According to a local newspaper,
“More than 100 pushed through the doors, banged on the windows from outside and hoisted signs.”
The protesters disrupted Mr. Raschio’s award ceremony on the premise that veterans like he had fought for their freedom; and so, they were there to do the same.
“Veterans like this man here fought for our freedom," one of the protesters announced. "So we’re going to take four-point-five minutes in respect to honor those who have been killed by the police in this country.”
“Respect our cause,” the protesters demanded.
Watch raw footage of the initial intrusion below:
After 15 minutes of shouting, Sen. Ron Wyden (D-OR) reportedly managed to persuade the protesters to let him continue on with the presentation.
“Raschio's smile returned as Wyden presented him with a frame filled with medals,” said The Oregonian.
“He was awarded the U.S. Naval Aviator Badge, the American Campaign Medal, the Asiatic Pacific Campaign Medal, the World War II Victory medal, the American Defense Service Medal, the ‘Ruptured Duck’ award and the U.S. Navy Honorable discharge pin.

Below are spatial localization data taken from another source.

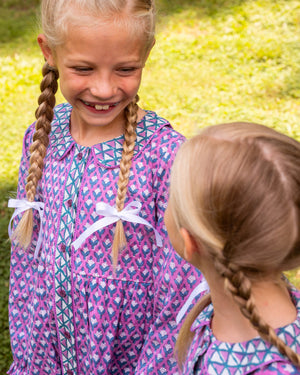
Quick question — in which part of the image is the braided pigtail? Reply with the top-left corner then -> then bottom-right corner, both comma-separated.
176,293 -> 211,367
214,250 -> 300,368
112,94 -> 139,269
12,62 -> 59,248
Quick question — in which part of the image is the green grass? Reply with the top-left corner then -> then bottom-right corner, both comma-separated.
1,0 -> 300,372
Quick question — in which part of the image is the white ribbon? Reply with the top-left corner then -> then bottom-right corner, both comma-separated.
176,278 -> 210,324
72,201 -> 162,250
8,199 -> 45,259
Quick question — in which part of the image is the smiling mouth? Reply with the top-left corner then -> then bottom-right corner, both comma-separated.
82,100 -> 119,110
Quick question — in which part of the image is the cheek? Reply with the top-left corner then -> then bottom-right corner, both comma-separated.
123,74 -> 143,96
170,231 -> 185,259
59,74 -> 85,97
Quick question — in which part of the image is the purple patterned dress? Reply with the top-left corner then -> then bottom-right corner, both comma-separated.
8,103 -> 205,375
183,285 -> 300,374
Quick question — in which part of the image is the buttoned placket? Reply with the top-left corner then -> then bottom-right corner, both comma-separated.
54,145 -> 90,375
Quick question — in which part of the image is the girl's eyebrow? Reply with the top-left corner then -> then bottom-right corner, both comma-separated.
66,57 -> 144,65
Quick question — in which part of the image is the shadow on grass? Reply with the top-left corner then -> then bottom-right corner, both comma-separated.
0,0 -> 39,47
0,183 -> 15,375
0,0 -> 250,47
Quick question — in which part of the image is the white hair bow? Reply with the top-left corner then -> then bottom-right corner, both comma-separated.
72,201 -> 162,250
8,198 -> 45,259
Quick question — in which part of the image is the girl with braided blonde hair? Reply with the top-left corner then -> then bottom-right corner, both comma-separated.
8,0 -> 205,374
165,122 -> 300,374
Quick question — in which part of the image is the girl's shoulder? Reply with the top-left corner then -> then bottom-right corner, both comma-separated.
133,109 -> 185,163
23,122 -> 36,155
137,109 -> 185,145
185,287 -> 300,374
24,102 -> 71,141
22,103 -> 72,161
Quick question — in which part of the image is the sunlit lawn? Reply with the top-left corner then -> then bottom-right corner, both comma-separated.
1,0 -> 300,372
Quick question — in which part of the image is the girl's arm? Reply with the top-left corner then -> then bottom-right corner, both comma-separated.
8,124 -> 44,372
135,128 -> 207,374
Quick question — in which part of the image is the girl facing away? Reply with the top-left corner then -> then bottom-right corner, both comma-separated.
165,122 -> 300,374
7,0 -> 205,374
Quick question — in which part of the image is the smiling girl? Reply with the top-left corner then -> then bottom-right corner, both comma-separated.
7,1 -> 204,374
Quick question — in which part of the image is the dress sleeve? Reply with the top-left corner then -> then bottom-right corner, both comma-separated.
8,124 -> 43,372
135,128 -> 207,374
10,124 -> 42,250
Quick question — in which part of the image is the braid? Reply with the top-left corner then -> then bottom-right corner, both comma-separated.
214,250 -> 300,368
112,94 -> 139,269
176,293 -> 211,367
12,62 -> 59,248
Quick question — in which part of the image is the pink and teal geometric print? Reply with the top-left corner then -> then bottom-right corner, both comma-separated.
184,285 -> 300,375
8,103 -> 205,375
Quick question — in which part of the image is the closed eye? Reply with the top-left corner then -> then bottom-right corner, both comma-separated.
72,66 -> 93,73
118,67 -> 140,75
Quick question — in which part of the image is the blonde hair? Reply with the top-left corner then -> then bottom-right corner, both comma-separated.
41,0 -> 155,51
13,0 -> 155,267
170,123 -> 300,367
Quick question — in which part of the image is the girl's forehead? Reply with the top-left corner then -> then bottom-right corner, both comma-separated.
55,12 -> 153,50
55,21 -> 149,62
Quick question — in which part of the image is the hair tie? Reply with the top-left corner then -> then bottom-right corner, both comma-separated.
45,62 -> 56,71
44,61 -> 59,79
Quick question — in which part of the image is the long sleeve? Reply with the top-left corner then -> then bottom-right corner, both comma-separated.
135,128 -> 206,374
8,125 -> 41,372
8,124 -> 61,375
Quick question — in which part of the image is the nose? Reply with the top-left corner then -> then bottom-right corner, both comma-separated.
90,72 -> 116,99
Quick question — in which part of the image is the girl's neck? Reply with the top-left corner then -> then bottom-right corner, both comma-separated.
208,276 -> 296,343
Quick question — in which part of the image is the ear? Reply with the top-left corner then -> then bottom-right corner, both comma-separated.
37,34 -> 56,67
179,228 -> 200,263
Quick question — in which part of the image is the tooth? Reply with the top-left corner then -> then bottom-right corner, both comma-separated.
95,105 -> 109,110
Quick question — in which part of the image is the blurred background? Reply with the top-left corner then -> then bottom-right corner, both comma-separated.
1,0 -> 300,372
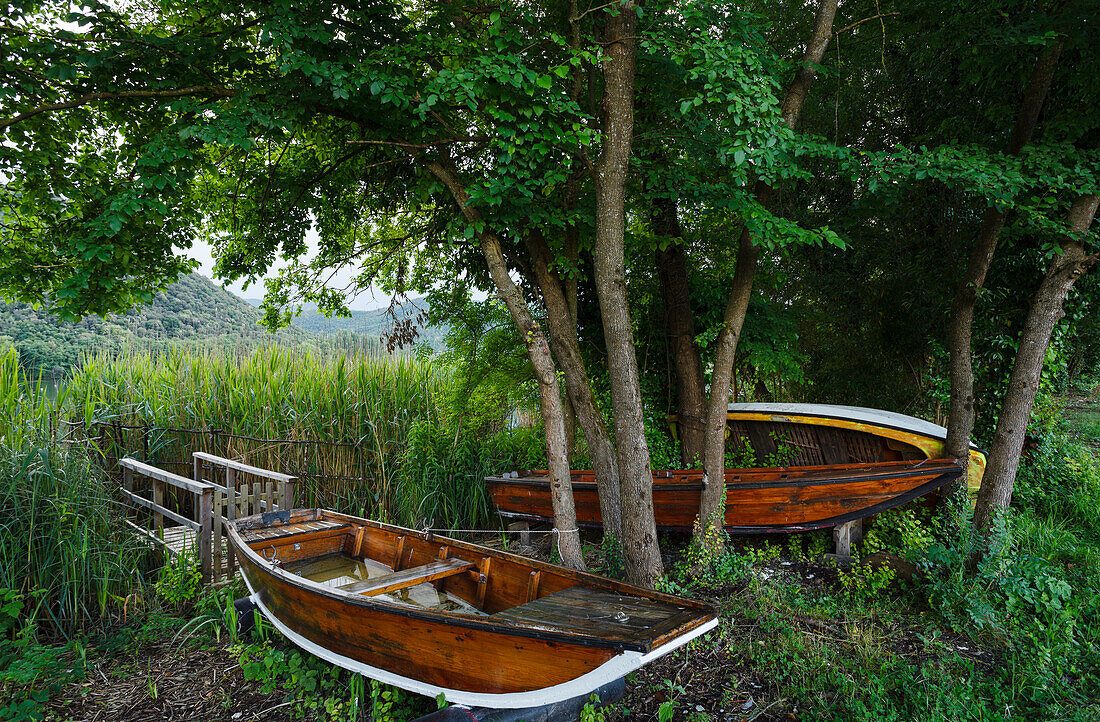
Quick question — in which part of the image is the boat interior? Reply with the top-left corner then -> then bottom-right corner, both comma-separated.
234,509 -> 712,652
724,420 -> 926,466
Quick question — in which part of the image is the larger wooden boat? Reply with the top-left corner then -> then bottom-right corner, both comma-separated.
228,509 -> 717,708
670,403 -> 987,491
487,458 -> 963,533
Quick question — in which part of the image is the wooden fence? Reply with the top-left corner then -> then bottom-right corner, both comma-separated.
120,453 -> 296,583
192,452 -> 296,583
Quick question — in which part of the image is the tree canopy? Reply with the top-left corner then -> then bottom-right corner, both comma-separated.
2,0 -> 1098,581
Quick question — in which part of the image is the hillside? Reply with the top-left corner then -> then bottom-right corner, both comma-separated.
0,273 -> 305,375
246,297 -> 447,349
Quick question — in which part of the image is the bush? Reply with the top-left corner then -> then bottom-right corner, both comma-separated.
915,428 -> 1100,707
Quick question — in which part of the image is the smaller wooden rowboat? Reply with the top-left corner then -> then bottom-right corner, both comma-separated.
487,459 -> 963,533
228,509 -> 717,708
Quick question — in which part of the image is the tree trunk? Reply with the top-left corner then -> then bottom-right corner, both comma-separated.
697,225 -> 760,549
526,233 -> 624,544
654,198 -> 707,467
425,160 -> 586,570
943,42 -> 1063,478
693,0 -> 839,551
593,2 -> 663,586
562,390 -> 577,467
972,193 -> 1099,533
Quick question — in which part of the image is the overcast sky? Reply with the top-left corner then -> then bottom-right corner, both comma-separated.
186,229 -> 392,311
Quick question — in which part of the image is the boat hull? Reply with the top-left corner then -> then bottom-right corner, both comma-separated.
487,460 -> 963,533
228,510 -> 716,708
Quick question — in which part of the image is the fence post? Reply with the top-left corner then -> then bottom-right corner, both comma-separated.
226,466 -> 237,575
153,478 -> 164,534
123,464 -> 133,523
198,487 -> 213,583
281,479 -> 296,511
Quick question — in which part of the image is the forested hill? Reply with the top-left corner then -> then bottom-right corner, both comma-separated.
0,273 -> 305,375
246,297 -> 447,350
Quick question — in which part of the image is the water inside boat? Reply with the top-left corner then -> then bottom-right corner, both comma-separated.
285,552 -> 485,615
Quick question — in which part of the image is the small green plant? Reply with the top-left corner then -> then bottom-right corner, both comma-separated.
154,553 -> 203,607
580,693 -> 607,722
234,639 -> 431,721
601,533 -> 624,577
0,591 -> 88,722
838,563 -> 897,601
725,437 -> 756,469
863,508 -> 935,558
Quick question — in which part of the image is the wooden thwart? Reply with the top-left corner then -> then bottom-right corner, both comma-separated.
339,559 -> 475,597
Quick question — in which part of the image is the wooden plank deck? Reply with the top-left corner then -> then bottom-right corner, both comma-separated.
129,524 -> 234,578
491,585 -> 700,649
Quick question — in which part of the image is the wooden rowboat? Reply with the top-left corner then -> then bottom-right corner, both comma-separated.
670,403 -> 987,491
228,509 -> 717,708
487,459 -> 963,533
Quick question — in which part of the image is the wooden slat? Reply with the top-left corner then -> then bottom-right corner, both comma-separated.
491,586 -> 692,646
527,570 -> 541,603
816,425 -> 848,465
338,559 -> 475,596
213,488 -> 224,582
193,452 -> 296,483
475,557 -> 492,609
239,521 -> 348,543
126,519 -> 173,552
120,457 -> 213,494
226,467 -> 237,575
392,536 -> 407,572
119,488 -> 200,531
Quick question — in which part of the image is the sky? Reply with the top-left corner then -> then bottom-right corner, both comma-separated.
186,229 -> 392,311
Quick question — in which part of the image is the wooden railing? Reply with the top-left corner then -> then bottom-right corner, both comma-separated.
120,457 -> 215,580
119,453 -> 296,584
192,452 -> 296,583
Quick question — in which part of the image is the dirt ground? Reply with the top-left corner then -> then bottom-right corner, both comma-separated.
45,641 -> 296,722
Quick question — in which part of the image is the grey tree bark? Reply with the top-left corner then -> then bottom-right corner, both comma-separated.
593,1 -> 663,586
425,160 -> 586,570
943,43 -> 1063,480
526,233 -> 624,544
654,198 -> 708,467
694,0 -> 839,551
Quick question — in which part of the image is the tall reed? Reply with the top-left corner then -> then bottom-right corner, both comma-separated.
65,346 -> 540,529
0,348 -> 149,636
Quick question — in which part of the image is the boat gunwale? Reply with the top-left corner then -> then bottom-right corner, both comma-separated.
228,510 -> 715,654
487,460 -> 963,492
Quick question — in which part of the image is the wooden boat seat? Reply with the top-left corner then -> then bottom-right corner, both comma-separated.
338,558 -> 476,597
491,586 -> 702,650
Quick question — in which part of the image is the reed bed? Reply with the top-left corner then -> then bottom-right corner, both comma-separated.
0,348 -> 150,636
64,346 -> 542,529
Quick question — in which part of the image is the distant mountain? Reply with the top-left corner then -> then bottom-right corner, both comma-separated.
0,273 -> 306,375
245,296 -> 447,350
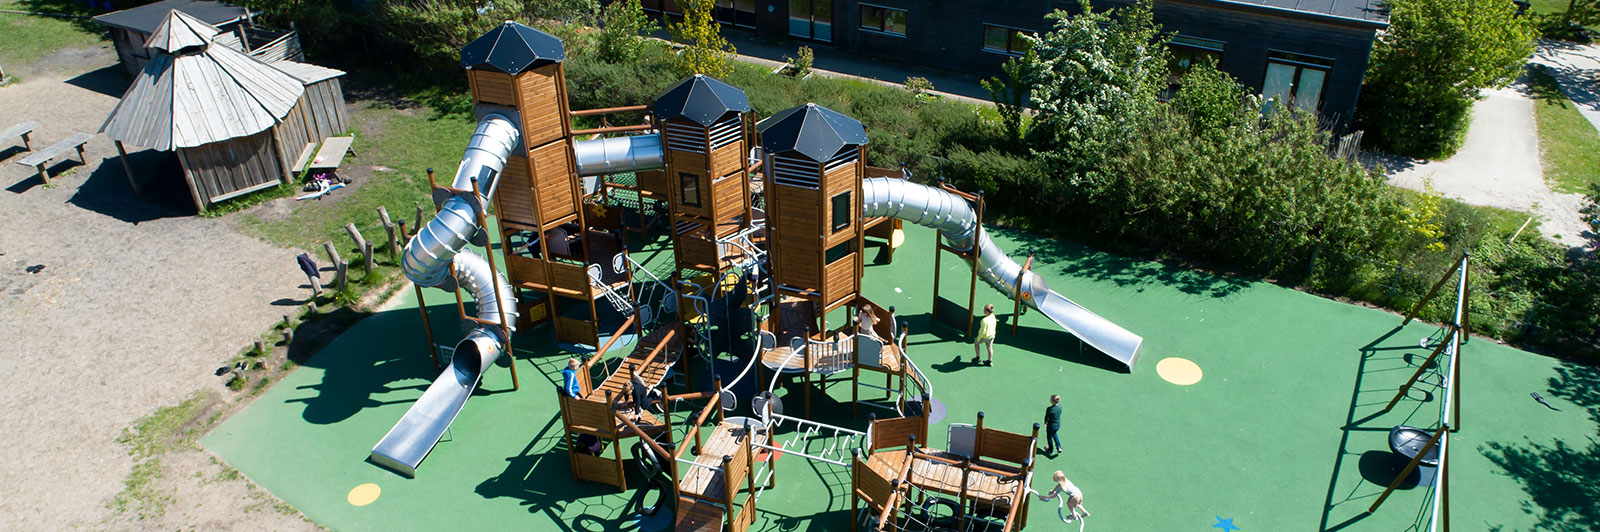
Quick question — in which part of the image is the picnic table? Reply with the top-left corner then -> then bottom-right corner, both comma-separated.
307,136 -> 356,181
15,132 -> 92,185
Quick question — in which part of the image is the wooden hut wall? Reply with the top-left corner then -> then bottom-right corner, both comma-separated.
274,104 -> 312,179
111,28 -> 152,77
299,78 -> 349,139
177,130 -> 284,206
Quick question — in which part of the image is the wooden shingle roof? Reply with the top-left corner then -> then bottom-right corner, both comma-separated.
101,11 -> 304,151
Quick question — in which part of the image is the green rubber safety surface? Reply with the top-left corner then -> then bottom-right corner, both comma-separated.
204,221 -> 1598,531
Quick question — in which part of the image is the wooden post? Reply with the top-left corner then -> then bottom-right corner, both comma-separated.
345,223 -> 371,275
254,339 -> 265,356
1012,253 -> 1033,335
415,202 -> 426,227
114,141 -> 141,194
1369,425 -> 1446,513
1382,326 -> 1456,412
282,314 -> 294,346
323,241 -> 342,268
1402,253 -> 1464,326
379,206 -> 398,261
336,260 -> 348,292
966,191 -> 984,337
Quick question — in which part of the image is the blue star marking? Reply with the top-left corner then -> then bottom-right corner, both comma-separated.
1212,516 -> 1240,532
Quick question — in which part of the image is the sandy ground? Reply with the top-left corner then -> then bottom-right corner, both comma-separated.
0,50 -> 315,530
1377,82 -> 1592,247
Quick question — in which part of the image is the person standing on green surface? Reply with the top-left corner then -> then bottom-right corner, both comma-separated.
972,304 -> 997,365
1043,394 -> 1062,455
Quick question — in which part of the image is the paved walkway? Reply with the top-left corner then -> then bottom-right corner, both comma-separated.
1375,80 -> 1591,247
1533,39 -> 1600,133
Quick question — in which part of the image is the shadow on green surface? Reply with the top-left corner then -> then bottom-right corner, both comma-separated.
995,228 -> 1252,299
1481,360 -> 1600,531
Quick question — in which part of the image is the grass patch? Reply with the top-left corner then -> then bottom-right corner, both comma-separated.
117,391 -> 215,459
201,183 -> 298,218
108,458 -> 169,519
1529,67 -> 1600,194
0,1 -> 107,70
237,106 -> 474,251
110,391 -> 217,520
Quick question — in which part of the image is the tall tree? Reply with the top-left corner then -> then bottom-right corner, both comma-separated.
597,0 -> 658,63
1019,0 -> 1168,186
669,0 -> 736,78
1357,0 -> 1535,158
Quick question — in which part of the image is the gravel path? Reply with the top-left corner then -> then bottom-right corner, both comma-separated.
1377,82 -> 1591,247
0,56 -> 312,529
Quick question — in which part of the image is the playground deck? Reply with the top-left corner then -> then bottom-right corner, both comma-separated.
202,222 -> 1600,531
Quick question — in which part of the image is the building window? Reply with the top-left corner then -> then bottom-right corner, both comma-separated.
680,172 -> 701,207
641,0 -> 681,15
859,4 -> 907,36
831,191 -> 852,232
1164,35 -> 1225,98
716,0 -> 756,28
982,24 -> 1031,56
789,0 -> 833,42
1262,51 -> 1333,114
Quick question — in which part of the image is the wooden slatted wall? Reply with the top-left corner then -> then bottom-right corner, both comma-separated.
178,130 -> 283,206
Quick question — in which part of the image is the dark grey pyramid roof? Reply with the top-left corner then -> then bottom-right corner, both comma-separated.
757,103 -> 869,162
460,21 -> 564,75
653,75 -> 751,126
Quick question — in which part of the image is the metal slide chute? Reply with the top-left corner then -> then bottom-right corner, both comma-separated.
370,115 -> 521,477
568,135 -> 1142,370
860,177 -> 1144,371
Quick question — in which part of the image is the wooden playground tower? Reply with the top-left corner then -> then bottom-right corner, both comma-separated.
455,21 -> 620,350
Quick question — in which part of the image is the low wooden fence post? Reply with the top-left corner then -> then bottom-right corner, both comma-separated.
323,242 -> 342,269
345,223 -> 371,275
378,206 -> 398,261
337,260 -> 349,292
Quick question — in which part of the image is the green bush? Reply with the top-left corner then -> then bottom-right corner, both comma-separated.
1356,0 -> 1535,158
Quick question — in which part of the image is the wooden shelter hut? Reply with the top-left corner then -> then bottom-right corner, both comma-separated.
93,0 -> 302,77
101,11 -> 347,211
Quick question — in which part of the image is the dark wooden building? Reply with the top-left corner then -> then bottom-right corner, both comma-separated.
642,0 -> 1387,130
94,0 -> 303,77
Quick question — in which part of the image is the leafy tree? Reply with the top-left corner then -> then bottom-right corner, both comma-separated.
1357,0 -> 1535,158
979,53 -> 1037,143
1171,60 -> 1252,136
669,0 -> 736,78
596,0 -> 658,63
532,0 -> 602,25
1018,0 -> 1169,186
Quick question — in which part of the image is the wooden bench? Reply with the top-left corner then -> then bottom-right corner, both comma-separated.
289,142 -> 317,176
1,120 -> 38,154
15,132 -> 91,185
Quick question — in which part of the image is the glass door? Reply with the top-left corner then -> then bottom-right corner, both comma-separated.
789,0 -> 832,42
717,0 -> 756,28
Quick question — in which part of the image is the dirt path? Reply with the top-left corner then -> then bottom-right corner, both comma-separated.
1375,82 -> 1590,247
0,53 -> 314,529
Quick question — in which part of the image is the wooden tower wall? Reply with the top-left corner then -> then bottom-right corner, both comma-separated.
470,62 -> 596,344
765,149 -> 865,312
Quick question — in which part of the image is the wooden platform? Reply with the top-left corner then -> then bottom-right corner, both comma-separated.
592,325 -> 682,399
675,497 -> 726,532
678,420 -> 770,498
865,449 -> 1022,505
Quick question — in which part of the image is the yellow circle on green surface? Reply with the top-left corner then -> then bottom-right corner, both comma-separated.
1157,357 -> 1203,386
347,483 -> 381,506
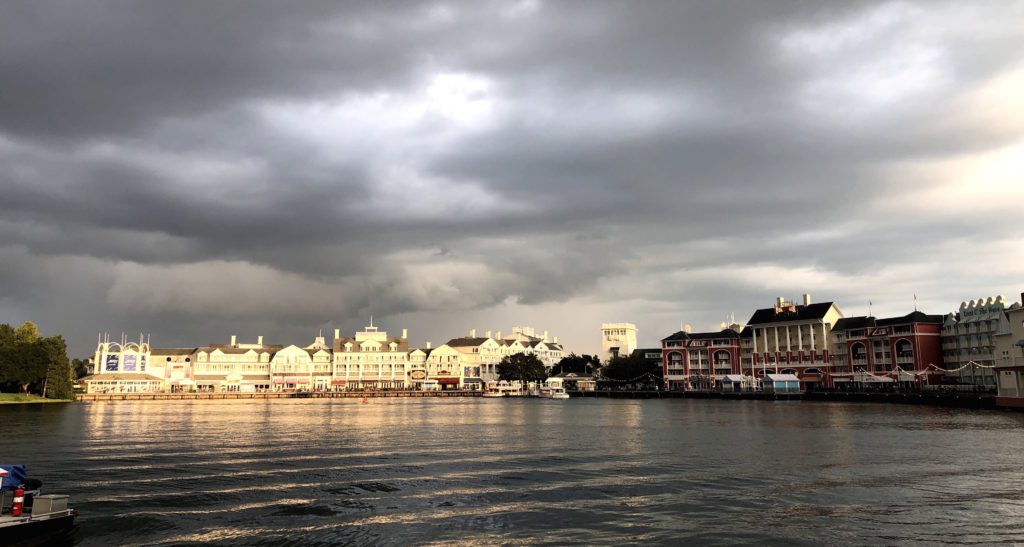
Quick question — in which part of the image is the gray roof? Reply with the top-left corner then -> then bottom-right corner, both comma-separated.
447,337 -> 492,347
747,302 -> 835,325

“He was also given a flag flown over the U.S Capitol.”
Readying himself to give a speech on stage, the veteran could hear more shouts coming from the back of the room, this time demanding that the U.S. military exit Iraq.
"Give me a chance," he said, asking the protesters to, “at least, show a little respect for this occasion.”
Following the ceremony, Wyden commented on the incident:
"I think that the symbolism of having a veteran 100 years old,” Wyden said, “who fought so gallantly so that those who disagree with government policies and want to exercise their First Amendment rights could be heard, that's what made today so poignant."
Protests continue throughout the U.S. in response to the Ferguson and Staten Island grand jury decisions not to indict police officers for the deaths of Michael Brown and Eric Garner.
Tensions remain high as local law enforcement face contempt from protesters demonstrating against what they deem to be evidence of widespread police brutality.